Un restaurateur taxé par l’URSSAF car il mange dans la cuisine de son resto.

Un inspecteur de l’URSSAF contrôle un restaurant. Contrôle de routine qui se passe normalement. Juste avant de partir, l’inspecteur, avec l’air de ne pas y toucher, demande au restaurateur où il mange le midi. «Ici même » répond le restaurateur. S’il avait anticipé une question aussi perverse, il aurait répondu : « je ne mange pas » ou « j’apporte ma gamelle ».

 

L’URSSAF réclame 14 000 euros à ce restaurateur comme redressement fiscal pour les trois dernières années en se basant sur la dépense moyenne par client, soit 107 euros. Pour l’URSSAF, il s’agit d’un avantage en nature soumis à cotisations sociales et à impôt. Dans son infinie bonté, l’URSSAF accepte un échelonnement sur trois ans.

 

Le restaurateur tente alors d’expliquer au crétin urssafien ce que tout le monde sait, à savoir que les propriétaires, gérants, chefs,  employés, ne mangent pas la même chose que les clients. Ils achètent des produits plus simples pour se faire une cuisine de base : steaks, pâtes, frites, salades etc. Le restaurateur explique ainsi qu’il retient 6 euros par repas (et non 107) à ses employés.

 

Ce n’est pas la première fois que l’URSSAF tombe sur le poil d'un restaurateur. Dans sa logique, elle aurait pu – ce qu'elle a déjà tenté de faire – ajouter aux 107 euros le coût de l’énergie pour préparer des pâtes et des frites, celui de la main d’œuvre, d’une partie du loyer  payé par l’entreprise, et même de majorer ces coûts de la TVA en vigueur. On imagine alors un crétin de l’URSSAF passant chez Bocuse !

 

Des litiges ont été plaidés ces dernières années. La justice s’est montrée plus intelligente que les crétins de l’URSSAF en estimant que la valeur réelle d’un avantage en nature ne peut pas s’apprécier par rapport au coût d’un repas pris dans un restaurant mais par rapport au coût d’un repas pris à domicile.

 

Je conseille à deux cuistots toulousains de ma connaissance de se munir de goudron et de plumes en prévision de la visite d'un crétin urssafien.

 

Pendant ce temps-là, Patrick Balkany mange gratuitement en prison.
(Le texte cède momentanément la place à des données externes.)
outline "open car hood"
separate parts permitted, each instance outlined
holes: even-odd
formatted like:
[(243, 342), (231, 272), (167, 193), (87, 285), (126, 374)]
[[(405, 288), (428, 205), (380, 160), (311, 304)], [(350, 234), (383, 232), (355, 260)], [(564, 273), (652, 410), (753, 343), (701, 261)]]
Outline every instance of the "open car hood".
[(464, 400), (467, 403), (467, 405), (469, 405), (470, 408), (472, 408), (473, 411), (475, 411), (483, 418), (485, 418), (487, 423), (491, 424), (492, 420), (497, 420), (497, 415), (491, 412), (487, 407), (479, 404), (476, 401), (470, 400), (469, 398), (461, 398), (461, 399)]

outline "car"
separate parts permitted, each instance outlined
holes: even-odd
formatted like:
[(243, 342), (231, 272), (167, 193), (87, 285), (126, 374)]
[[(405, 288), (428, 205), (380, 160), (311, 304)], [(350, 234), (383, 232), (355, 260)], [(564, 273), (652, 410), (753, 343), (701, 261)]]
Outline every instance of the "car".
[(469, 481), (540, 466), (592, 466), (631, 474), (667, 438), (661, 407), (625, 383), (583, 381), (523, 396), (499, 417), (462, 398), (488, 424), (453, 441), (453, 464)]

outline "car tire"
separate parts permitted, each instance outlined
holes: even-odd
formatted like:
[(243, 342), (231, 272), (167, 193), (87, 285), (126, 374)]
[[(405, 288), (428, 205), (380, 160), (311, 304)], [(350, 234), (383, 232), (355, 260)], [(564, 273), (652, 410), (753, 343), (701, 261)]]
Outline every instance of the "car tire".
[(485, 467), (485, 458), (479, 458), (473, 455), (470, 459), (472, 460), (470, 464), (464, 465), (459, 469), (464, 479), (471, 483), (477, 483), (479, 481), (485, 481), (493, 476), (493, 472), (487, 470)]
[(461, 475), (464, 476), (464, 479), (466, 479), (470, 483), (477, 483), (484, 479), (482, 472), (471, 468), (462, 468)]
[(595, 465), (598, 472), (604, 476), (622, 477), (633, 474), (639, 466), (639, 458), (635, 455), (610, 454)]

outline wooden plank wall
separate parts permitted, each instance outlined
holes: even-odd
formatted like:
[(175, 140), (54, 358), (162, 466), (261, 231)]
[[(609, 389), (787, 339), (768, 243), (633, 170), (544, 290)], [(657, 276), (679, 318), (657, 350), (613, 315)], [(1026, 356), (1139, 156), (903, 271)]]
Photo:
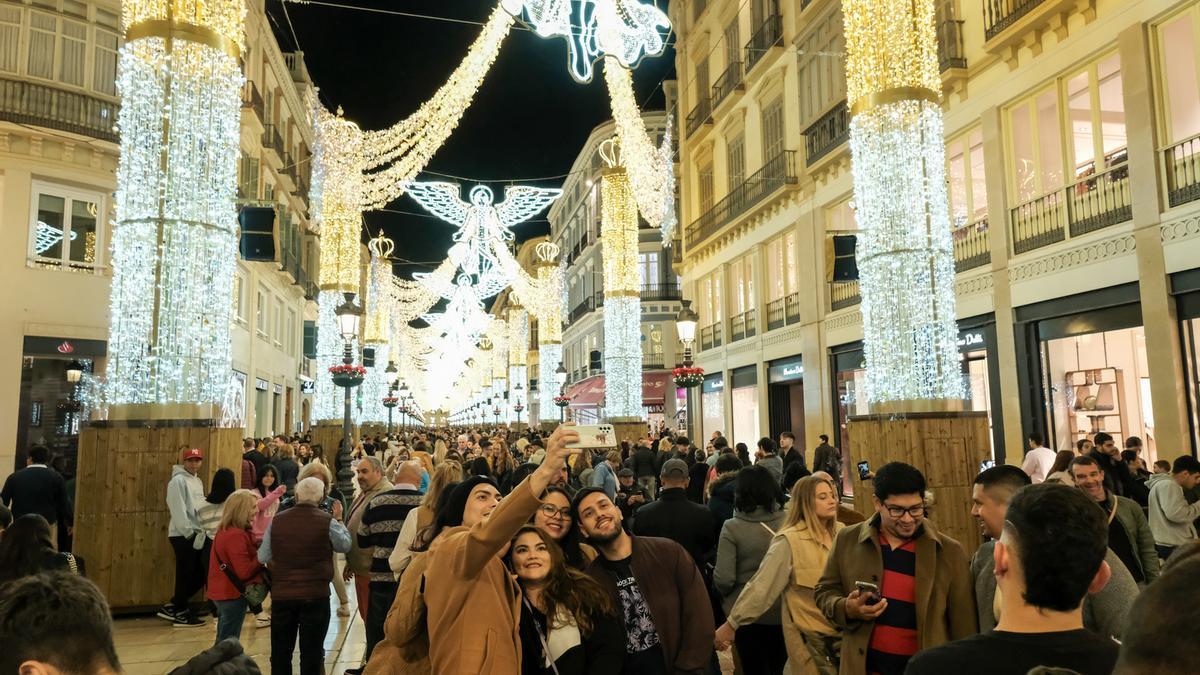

Á nos frais. Et à ceux du crétin de l'URSSAF. Il y a une justice !

 

Au fait, et si un électricien change une prise dans sa cuisine, il se passe quoi ? Et si un professeur d'anglais donne un cours particulier d'une heure à son fils ? Et si un cultivateur se fait une omelette sur le pouce avec les œufs de sa ferme ? Et sui une retraitée de l'enseignement privé mange à l'œil tous les jours dans un palais présidentiel ? Et si une prostituée couche gratuitement avec son souteneur ?

 

 

Un restaurateur lourdement taxé par l’URSSAF car il mange dans la cuisine de son resto.